Significant transcriptional disruptions are associated with chromoplexy

These loops also led to targeted disruptions or fusions between genes brought together directly through chromoplexy (n=168 gene disruptions and n=47 fusions; Fig. 3C). Given that chromoplexy appeared to mark an aggressive form of ES, we wondered if its gene expression program was globally different - above and beyond the immediate, focal, structural consequences listed above. We identified 504 differentially expressed genes in chromoplexy compared to simple ES (p < 0.001, Fig. 3D). Gene set enrichment analysis of well curated pathways (18), uncovered a significant enrichment of dysregulated genes in established cancer hallmark pathways (table S3).

Both prostate cancer and ES loops were characterized by focal intra-chromosomal rearrangements - deletion bridges (2) - that acted as local mediators of large-scale loops (illustrated in fig. S11). We found deletion bridges in ~60% (30/52) of chromoplectic ES. Unlike prostate cancer, more than a third of bridges are utilized in ES in a highly consistent manner. That is, if a deletion bridge was found in one component of the loop, it would occur on all chromosomes. For example, in sample 2226 we observed 13 rearrangements, spanning three chromosomes, all of which involved deletion bridges.
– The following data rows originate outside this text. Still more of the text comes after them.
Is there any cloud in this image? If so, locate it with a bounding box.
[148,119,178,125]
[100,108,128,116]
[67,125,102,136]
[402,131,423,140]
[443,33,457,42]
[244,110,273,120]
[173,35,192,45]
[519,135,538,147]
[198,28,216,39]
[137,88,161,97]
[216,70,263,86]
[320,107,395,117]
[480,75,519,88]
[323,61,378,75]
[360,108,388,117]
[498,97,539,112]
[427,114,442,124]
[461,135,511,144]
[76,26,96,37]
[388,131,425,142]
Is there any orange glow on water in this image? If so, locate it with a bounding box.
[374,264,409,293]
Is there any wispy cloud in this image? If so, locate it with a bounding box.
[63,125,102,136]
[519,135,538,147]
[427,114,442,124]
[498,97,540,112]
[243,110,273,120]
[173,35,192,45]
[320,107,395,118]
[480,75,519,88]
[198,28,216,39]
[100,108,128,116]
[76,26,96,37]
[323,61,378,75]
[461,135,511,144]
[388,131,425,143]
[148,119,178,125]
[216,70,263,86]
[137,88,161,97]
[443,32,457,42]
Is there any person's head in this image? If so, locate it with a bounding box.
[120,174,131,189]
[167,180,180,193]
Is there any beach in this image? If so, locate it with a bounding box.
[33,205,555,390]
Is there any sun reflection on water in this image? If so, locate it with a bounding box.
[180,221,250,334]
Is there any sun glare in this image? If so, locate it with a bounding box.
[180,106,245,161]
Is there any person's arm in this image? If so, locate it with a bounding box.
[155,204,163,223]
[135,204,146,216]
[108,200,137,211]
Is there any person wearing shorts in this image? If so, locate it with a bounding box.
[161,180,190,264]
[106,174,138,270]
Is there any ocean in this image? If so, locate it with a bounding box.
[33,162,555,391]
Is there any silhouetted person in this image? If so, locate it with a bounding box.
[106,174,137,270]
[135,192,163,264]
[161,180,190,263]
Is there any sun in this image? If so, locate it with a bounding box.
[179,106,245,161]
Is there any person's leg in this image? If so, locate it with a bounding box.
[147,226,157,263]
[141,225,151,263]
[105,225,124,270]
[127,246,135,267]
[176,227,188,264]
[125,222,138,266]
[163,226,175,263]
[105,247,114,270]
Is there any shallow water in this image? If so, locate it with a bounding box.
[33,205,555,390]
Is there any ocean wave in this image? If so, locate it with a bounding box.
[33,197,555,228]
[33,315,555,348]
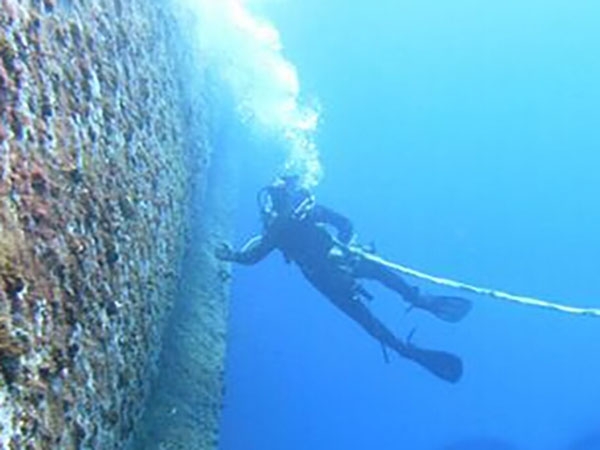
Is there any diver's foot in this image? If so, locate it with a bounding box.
[405,345,463,383]
[413,295,473,322]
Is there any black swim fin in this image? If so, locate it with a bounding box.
[403,345,463,383]
[415,295,473,322]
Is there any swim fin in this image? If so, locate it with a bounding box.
[402,345,463,383]
[415,295,473,322]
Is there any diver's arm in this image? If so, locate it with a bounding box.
[215,236,275,266]
[312,205,354,245]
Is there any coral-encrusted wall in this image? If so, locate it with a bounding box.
[0,0,223,450]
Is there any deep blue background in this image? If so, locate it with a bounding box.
[221,0,600,450]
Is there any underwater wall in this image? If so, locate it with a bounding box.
[0,0,226,450]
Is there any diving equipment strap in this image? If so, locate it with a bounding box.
[369,254,600,317]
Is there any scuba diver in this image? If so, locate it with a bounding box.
[215,176,471,383]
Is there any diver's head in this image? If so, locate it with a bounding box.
[258,175,314,224]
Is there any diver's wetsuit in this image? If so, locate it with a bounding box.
[229,205,418,357]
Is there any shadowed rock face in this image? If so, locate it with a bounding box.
[439,437,518,450]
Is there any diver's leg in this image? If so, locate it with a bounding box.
[354,252,420,300]
[330,297,462,383]
[354,252,472,322]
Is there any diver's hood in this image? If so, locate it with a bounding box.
[257,182,315,219]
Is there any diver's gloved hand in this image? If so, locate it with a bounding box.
[215,242,235,261]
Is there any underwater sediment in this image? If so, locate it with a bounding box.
[0,0,225,450]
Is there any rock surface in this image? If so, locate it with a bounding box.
[0,0,229,450]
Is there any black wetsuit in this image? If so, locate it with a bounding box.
[231,205,418,356]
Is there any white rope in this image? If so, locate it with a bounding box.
[369,254,600,317]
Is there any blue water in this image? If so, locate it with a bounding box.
[220,0,600,450]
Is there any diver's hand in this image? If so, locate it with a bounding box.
[215,242,235,261]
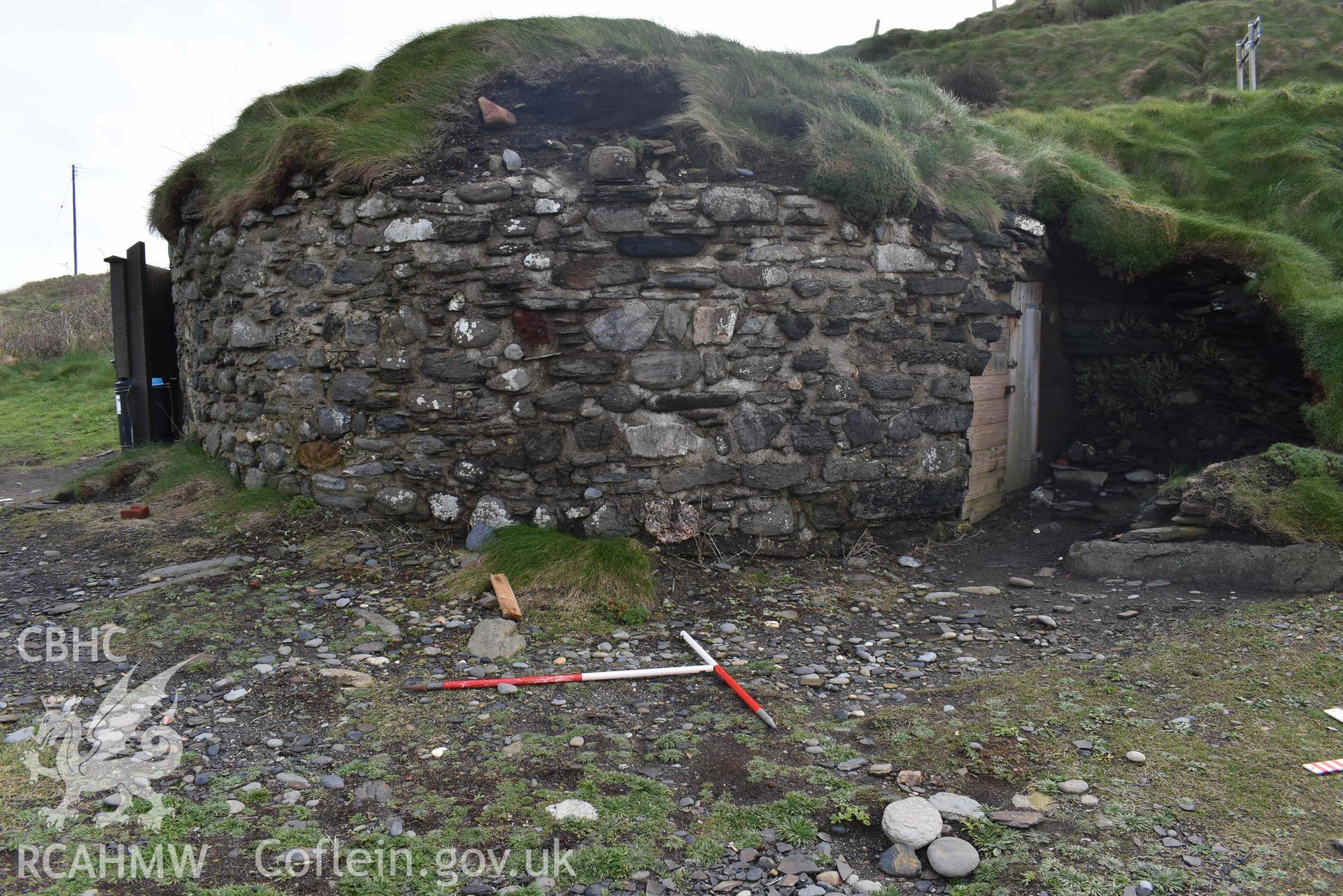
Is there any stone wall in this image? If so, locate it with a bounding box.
[1053,245,1312,471]
[173,140,1042,552]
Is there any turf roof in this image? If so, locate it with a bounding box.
[152,17,1343,445]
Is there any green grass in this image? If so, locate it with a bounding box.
[1184,443,1343,546]
[0,274,111,317]
[71,439,288,518]
[153,12,1343,446]
[870,595,1343,896]
[827,0,1343,110]
[447,525,657,625]
[0,352,117,465]
[152,17,1023,235]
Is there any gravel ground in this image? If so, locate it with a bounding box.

These bridged chromoplectic rearrangements fused EWSR1-FLI1, and disrupted the neighboring gene, AP1B1, as well as the known cancer gene, ARID1B. Thus, deletion bridges can create further oncogenic disruptions.

We also observed a remarkable pattern of splicing, whereby the transcriptional machinery further refined the looped rearrangements found in the genome. In chondromyxoid fibromas with chromoplectic GRM1 fusions (3/4 cases), the rearrangement breakpoint did not actually reside within the GRM1 gene body. Rather, the breakpoint was instead found in the upstream gene, SHPRH, within a narrow window (fig. S8). Thus, chromoplexy plus conventional splicing leads to the promoter swap that is characteristic of this cancer (see (19)). Interestingly, we also observed the transcriptional generation of gene fusions in ES. Examination of the transcriptomic consequences of loops showed that genes that were unconnected at the DNA level were brought together, in cis, at the mRNA level. This included examples of the EWSR1-ETS fusion itself (Fig. 3D, fig. S12). In the cases reported here, no direct rearrangement links EWSR1 and FLI1, however they are linked via two rearrangements to a third locus. In this way, chromoplexy generates the canonical fusion driver via a chromoplexy scaffolding event.

Chromoplexy is among the primary, clonal, mutations in Ewing sarcoma, and enriched in early-replicating regions of the genome

Our next line of enquiry examined the timing of chromoplexy rearrangements in tumor evolution. Chromoplexy may arise from a one-off sudden event, generating many breakpoints simultaneously, or through step-wise progressive bursts of mutations in succession (2). To differentiate between these two modes of evolution, we used DNA copy number profiling associated with the breakpoints of chromoplexy rearrangements to assess the copy number of neochromosomes. A low number of copy number state (three or fewer) is associated with a one-off mutational event because breakage and ligation can only involve a small number of chromosomes inside a cell at any given time (20, 21). In contrast, stepwise progression would result in multiple copy number states due to the possibility of copy number alterations arising within older copy number alterations. Chromoplectic breakpoints involve many chromosomes and are not associated with any copy number alterations (fig. S13). That is, these looped rearrangements across the genome are balanced. In addition, using a novel algorithm, we found that the allele frequency of chromoplectic breakpoints was higher than that of simple structural rearrangements, providing further evidence that these breakpoints occurred together and early in tumor development (Methods and fig. S14). Given their extremely tight clustering, low number of copy number state transitions, and consistent clonal variant allele frequency, EWSR1-ETS loops are likely to have arisen from singular bursts of rearrrangements.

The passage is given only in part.